En même temps que le marché de l'Open Source atteint un niveau élevé de maturité, que l’Open Source est en passe d’être adopté par le plus grand nombre, on constate aussi qu’après avoir conquis les infrastructures, le ‘middleware’, il s’attaque maintenant aux applications métiers. Et cela conduit à un mouvement très intéressant : l'émergence de communautés d'utilisateurs orientées métiers, qui cherchent à mutualiser les développements technologiques et à capitaliser dessus. Ce mouvement a déjà commencé, avec IDABC en Europe, AdminSource ou l'Adullact, ACube ou Improve Foundations en France. Il se structure et s'accélère. En particulier dans les domaines où les utilisateurs ont intérêt à mettre en commun certains développements ou standards métiers. C'est bien sûr le cas des services publics (gouvernements, collectivités territoriales, santé/social), mais ces stratégies apparaissent aussi dans les télécommunications, l'industrie, la finance. Car qui mieux qu'un consortium ou une communauté Open Source pilotée par les utilisateurs eux-mêmes peut répondre aux problématiques métiers ?

Ce mouvement est-il l’esquisse des prochaines évolutions ?
Pour ma part, je suis convaincu que c’est une tendance majeure de l'Open Source. La professionnalisation est une évidence, c’est une exigence d’adaptation, un phénomène darwiniste, rien de plus.

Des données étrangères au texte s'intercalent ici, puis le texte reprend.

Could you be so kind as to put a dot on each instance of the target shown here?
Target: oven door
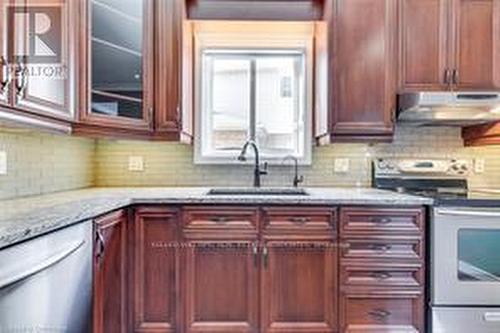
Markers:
(465, 256)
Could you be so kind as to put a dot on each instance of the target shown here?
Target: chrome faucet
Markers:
(297, 179)
(257, 170)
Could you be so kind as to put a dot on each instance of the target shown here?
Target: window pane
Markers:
(279, 105)
(226, 102)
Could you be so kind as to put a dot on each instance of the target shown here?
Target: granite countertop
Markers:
(25, 218)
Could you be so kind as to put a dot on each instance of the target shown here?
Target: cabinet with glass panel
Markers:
(118, 43)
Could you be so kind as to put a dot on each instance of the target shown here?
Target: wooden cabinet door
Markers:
(110, 273)
(424, 62)
(372, 311)
(221, 287)
(299, 287)
(168, 67)
(477, 44)
(365, 36)
(42, 45)
(155, 282)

La montée en puissance des communautés d’utilisateurs est le nouveau palier de cet engouement pour l’Open Source parce qu’il offre aux utilisateurs l’accès à un mode de développement qu’ils apprécient, rendu possible par le caractère communautaire des licences, parce qu’il leur rend une part d’indépendance captée par les éditeurs, parce qu’il permet de réduire les coûts et les délais en capitalisant et en mutualisant une partie de leurs développements.

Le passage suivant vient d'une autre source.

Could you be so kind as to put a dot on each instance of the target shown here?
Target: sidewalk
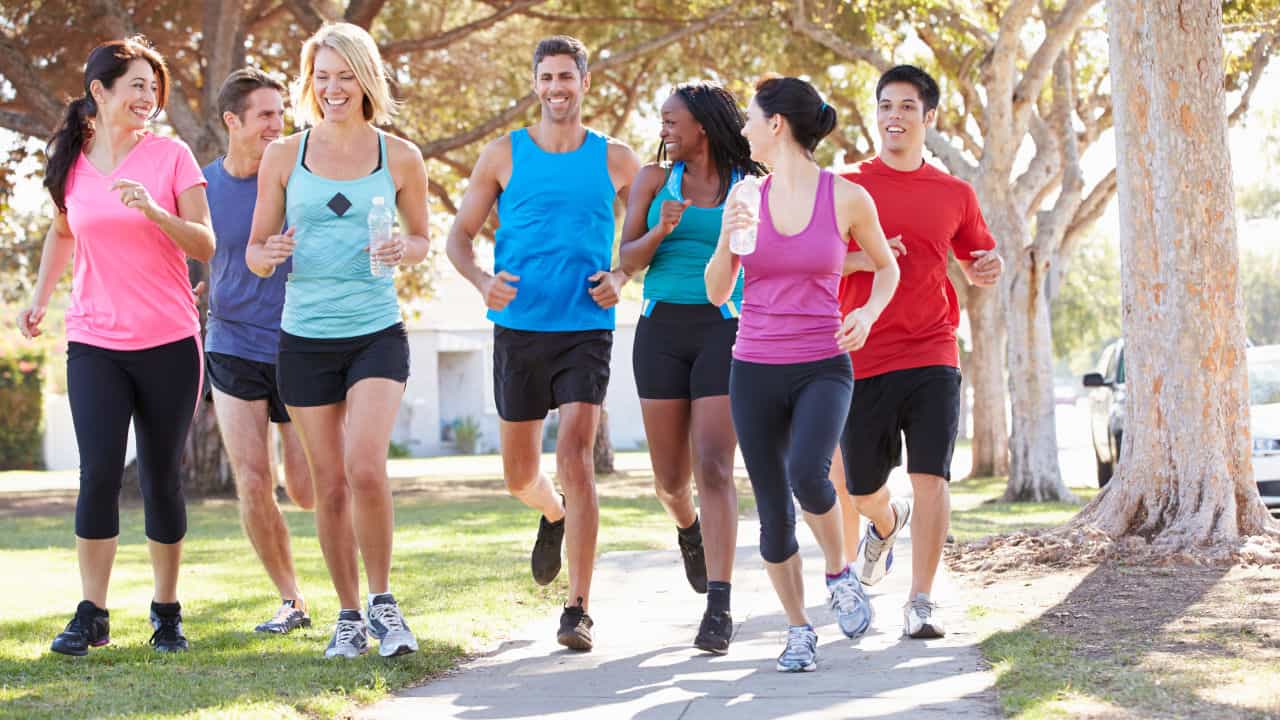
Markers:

Leur défi : celui des outils permettant de fédérer ces communautés, en conjuguant l'ouverture des environnements de développement collaboratifs et les moyens industriels sécurisés, de pilotage de projet, de capitalisation et de recette, bien adaptés au monde de l'entreprise. D'où le nécessaire développement de forges industrielles adaptées. C'est un domaine sur lequel Bull est précurseur avec sa plate-forme NovaForge™. NovaForge intègre et offre le meilleur des technologies libres dans ce domaine.
C’est dans cet esprit et dans la continuité de notre vision, que nous avons ouvert NovaForge.org à la communauté des utilisateurs, contribuant à une meilleure transparence pour le plus grand bénéfice de nos clients.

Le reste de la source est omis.